I’ve been working (in my mind) on refuting the thesis of Ayn Rand, that selfishness is a virtue. In college, as a misguided youth, I used to beat people over the head with Atlas Shrugged and its message of unbridled capitalism. I’ve spent much of my life since, trying to undo the damage, and prove that morality does not come from a complete lack of restriction on selfish behavior.
Charlie Rose interviewed a former Navy Seal, Eric Greitens, and I found the discussion illuminating on the benefits of altruism. It seems the best military training on the planet selects the most altruistic men, willing to sacrifice their life for their comrades. (You can watch the entire interview, dated 05/27/11, here: http://www.charlierose.com/view/interview/11697)
Greitens: “In our class, we had about 220 people in our original class, we went down to twenty.”
Rose: “About ten percent.”
Greitens: “Yeah, ten percent of the original class.”
Rose: “And those that don’t make it you have said, is because of fear.
Rose: Because fear overcame them,
Rose: And the thing, that the people who succeeded, how did they handle fear?
Greitens: So what happens is as you’re going through [training], you are pushed to your physical, mental, and emotional limit, and past. You’re pushed way past the envelope of your talent, to the core of your character. And what happens is, that, everyone is in pain, everyone is afraid.
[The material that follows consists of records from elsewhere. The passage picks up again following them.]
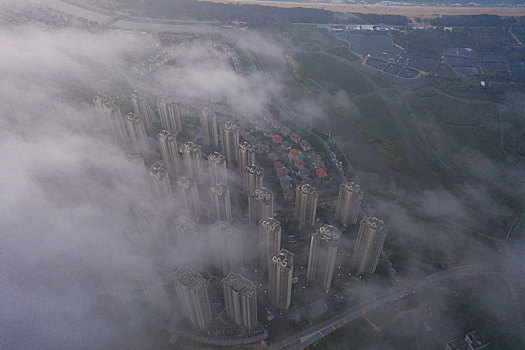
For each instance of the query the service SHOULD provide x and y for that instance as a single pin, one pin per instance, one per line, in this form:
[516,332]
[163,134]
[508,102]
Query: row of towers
[188,166]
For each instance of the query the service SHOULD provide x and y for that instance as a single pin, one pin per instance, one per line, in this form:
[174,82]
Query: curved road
[309,336]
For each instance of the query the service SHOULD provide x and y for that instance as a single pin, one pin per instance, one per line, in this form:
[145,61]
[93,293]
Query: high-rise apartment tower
[369,244]
[169,114]
[306,204]
[324,245]
[280,273]
[240,298]
[192,293]
[260,205]
[348,203]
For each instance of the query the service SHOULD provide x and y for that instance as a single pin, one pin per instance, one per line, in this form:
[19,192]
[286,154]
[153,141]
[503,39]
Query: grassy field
[344,52]
[375,122]
[329,72]
[311,34]
[470,125]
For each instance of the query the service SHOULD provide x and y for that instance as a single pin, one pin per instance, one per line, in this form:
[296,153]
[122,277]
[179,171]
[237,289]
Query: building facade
[227,245]
[208,121]
[137,134]
[142,109]
[192,294]
[269,241]
[169,152]
[217,168]
[220,201]
[240,299]
[169,114]
[246,156]
[369,244]
[160,182]
[306,204]
[192,161]
[260,205]
[230,141]
[112,118]
[189,193]
[253,178]
[324,245]
[348,203]
[280,274]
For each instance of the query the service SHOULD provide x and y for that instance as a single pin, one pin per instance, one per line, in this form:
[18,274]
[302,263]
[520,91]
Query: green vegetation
[329,72]
[474,125]
[431,43]
[310,34]
[344,52]
[380,81]
[376,123]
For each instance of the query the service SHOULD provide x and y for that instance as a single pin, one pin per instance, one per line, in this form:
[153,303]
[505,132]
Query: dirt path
[393,100]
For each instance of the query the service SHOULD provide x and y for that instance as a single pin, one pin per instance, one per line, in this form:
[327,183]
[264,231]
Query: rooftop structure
[280,273]
[269,240]
[246,155]
[217,168]
[253,178]
[220,200]
[306,204]
[208,121]
[240,298]
[260,205]
[323,252]
[142,109]
[190,197]
[169,152]
[160,181]
[230,141]
[137,134]
[348,203]
[227,247]
[192,161]
[192,294]
[369,244]
[169,114]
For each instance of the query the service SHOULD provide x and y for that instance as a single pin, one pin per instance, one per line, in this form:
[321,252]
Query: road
[315,333]
[411,11]
[125,22]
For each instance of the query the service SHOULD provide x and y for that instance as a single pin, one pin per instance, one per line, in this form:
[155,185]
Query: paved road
[309,336]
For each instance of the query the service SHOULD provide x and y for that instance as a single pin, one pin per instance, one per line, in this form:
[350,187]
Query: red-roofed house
[295,137]
[277,138]
[295,153]
[321,173]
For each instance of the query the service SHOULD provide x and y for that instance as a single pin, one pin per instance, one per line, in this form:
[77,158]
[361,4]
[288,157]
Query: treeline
[474,21]
[370,18]
[431,43]
[254,15]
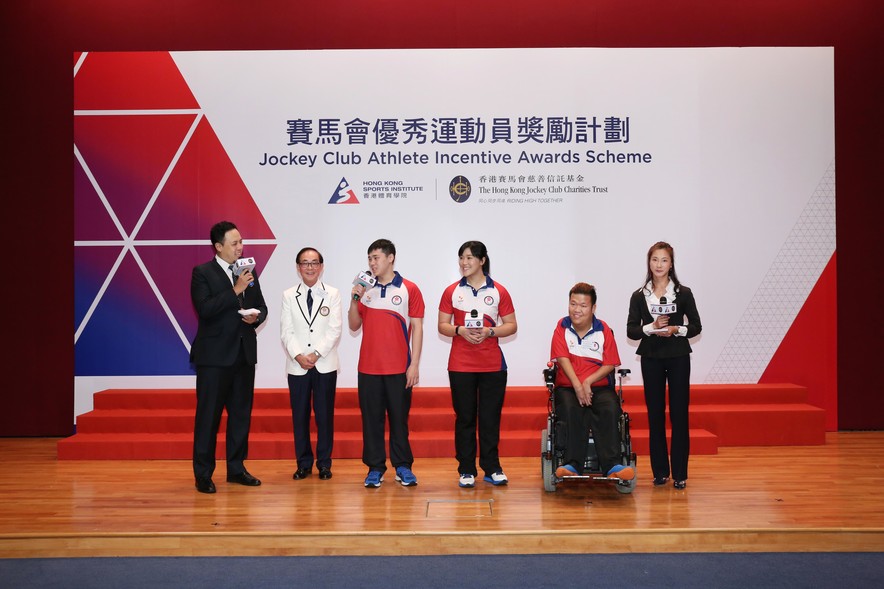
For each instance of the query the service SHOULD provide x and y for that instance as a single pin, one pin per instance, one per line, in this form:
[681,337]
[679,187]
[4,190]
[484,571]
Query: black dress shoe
[205,486]
[243,478]
[302,473]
Greitens: Great pain. Searing pain, when you’re going through alot of the physical training. Real serious pain. But what happens is, people either start thinking about themselves, and they think about all the pain, they think about all the fear about what might happen, and that, that leads them to collapse. Others who are in that great moment– I remember for myself, there were times when I was thinking, ‘If I were alone, I might not make it.’ But there’s a guy to my left, and there’s a guy to my right, and they both need me to be strong. And it’s if you can step outside of yourself, even in that moment of pain, and think about what you have to do for others, that’s what makes you strong, that’s what gets you through, and that’s ultimately what creates these incredible teams.
Greitens then discusses the bravery of the Navy Seals injured in Iraq and Afghanistan, and how most of them are ready to return to the battlefield after recovering from their injuries. But he makes another striking observation regarding what soldiers want to do when they’re done with combat.
Greitens: And when I asked [a comrade who lost both his legs and could not return to combat duty] , ‘So what would you want to do, if you can’t get back to your unit right away?’. He said to me, ‘You know, I’d really like to go back home and be a teacher.’ Another one wanted to be a police officer, another one said to me that he wanted to find a way to go home and be a football coach and a mentor. So it was clear to me that all of these men still had a desire to serve, and that in addition to hearing ‘thank you’, they also needed to hear from all of us, ‘We still need you.’ So, I left the hospital, I called two friends who were disabled veterans, they put in the money from their disability checks, I contributed my combat pay, and we used that to start The Mission Continues. And at The Mission Continues, we help wounded & disabled veterans to continue their mission of public service by working in our communities here at home, as citizen leaders.
His book is titled, The Heart and the Fist: The Education of a Humanitarian, The Making of the Navy Seal.